No good solutions to the country as a whole are coming to him, and he's reluctant to try a bad one, however tempting it might be to meddle on the grand scale. He finds the nearest neighbouring country that will accept refugees - isn't surprised to see that they have whole institutional buildings where they do just that kind of thing, specializing in refugees at the border with Nastyland - is pleased to note that they speak a mutually intelligible dialect - and moves the lost sisters to just inside the door of the closest one, in a swirl of windblown sand that provides visual cover for the teleportation while politely keeping out of their faces.
"I listen to anyone," he says in the big sister's ear as the sand falls to the floor in a loose circle around them. "And to me there are no damned. You can call me Kindness. I can't be everywhere at once, but if you pray to me and I hear you, I'll answer."
(Kindness. Ansaamin. Not bad, for a name. He doesn't like to use them, but - sometimes it's a help.)

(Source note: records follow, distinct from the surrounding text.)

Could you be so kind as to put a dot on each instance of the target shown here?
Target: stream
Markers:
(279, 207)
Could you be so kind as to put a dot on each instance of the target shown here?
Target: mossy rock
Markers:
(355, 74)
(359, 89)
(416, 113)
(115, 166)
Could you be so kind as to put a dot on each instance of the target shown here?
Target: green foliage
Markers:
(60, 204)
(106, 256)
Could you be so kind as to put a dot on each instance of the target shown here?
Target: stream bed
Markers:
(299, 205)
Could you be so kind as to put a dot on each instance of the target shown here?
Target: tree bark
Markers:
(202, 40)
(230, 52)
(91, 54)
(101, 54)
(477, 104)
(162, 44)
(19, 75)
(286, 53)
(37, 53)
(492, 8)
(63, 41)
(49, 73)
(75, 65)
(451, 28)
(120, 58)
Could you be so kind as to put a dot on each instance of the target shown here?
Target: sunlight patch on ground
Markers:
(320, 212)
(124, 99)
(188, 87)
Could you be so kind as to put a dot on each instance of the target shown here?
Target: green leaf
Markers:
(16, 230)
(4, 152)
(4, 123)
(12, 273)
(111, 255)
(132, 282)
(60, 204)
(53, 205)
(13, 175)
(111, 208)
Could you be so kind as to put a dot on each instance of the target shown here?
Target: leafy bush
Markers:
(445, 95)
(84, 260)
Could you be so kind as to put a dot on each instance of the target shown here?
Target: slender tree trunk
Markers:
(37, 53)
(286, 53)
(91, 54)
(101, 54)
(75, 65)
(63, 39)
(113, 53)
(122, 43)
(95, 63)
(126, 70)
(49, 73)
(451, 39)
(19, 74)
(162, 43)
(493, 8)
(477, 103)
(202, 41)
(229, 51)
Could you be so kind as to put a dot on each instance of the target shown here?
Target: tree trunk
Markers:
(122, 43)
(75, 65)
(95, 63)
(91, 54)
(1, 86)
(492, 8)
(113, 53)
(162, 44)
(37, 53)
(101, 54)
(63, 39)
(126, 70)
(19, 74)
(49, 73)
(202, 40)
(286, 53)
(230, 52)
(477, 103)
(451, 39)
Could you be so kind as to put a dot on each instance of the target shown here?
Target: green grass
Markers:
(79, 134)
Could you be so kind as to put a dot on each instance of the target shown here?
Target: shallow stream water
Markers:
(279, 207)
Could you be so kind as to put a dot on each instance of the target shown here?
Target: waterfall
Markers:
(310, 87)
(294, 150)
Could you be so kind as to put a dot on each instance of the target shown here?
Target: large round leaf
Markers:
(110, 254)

Here in Ryganaav is exactly the kind of person who perpetuates all the nastiness. He has gotten a little incoherent in his prayers for deliverance from the pursuing lion-devils, who are laughing to each other about how he'll taste. "Gods - gods - help, anyone, someone -"
As an afterthought while he's still holding the prayer - because after all the leonines were planning to eat the guy, and they may as well not have to go hungry - he looks up what sort of non-thinking creatures they might find especially tasty and conjures up a pile of fresh ones in the middle of the camp with one final dramatic sand-swirl.
"Kindness," he whispers to the priest. He may not like to use names, but he knows how.
The leonines are alarmed but not too alarmed to eat the antelopes.
Meanwhile in Paraasilan, a much more civilized leonine peers at the contents of the summoning circle. "He's asleep."
"So?" asks Saasnil.
"So nothing, I guess. So you can do old spells."
"Well, good. I guess we send him back now -"
"What do you mean, 'we'?" asks the leonine.
"Oh no," says Korulen.
Now: How are the Snitches doing? Have all the underwater babies been out to fly? Are there any more prayers of immediate importance to attend to, and if not, are there any fun or interesting ones?
The boy in the circle stirs in his sleep, pressing his face cozily into a fold of his puffy blanket, and mumbles something that might be 'ansaamin'. But probably isn't, because why would he speak Leraal?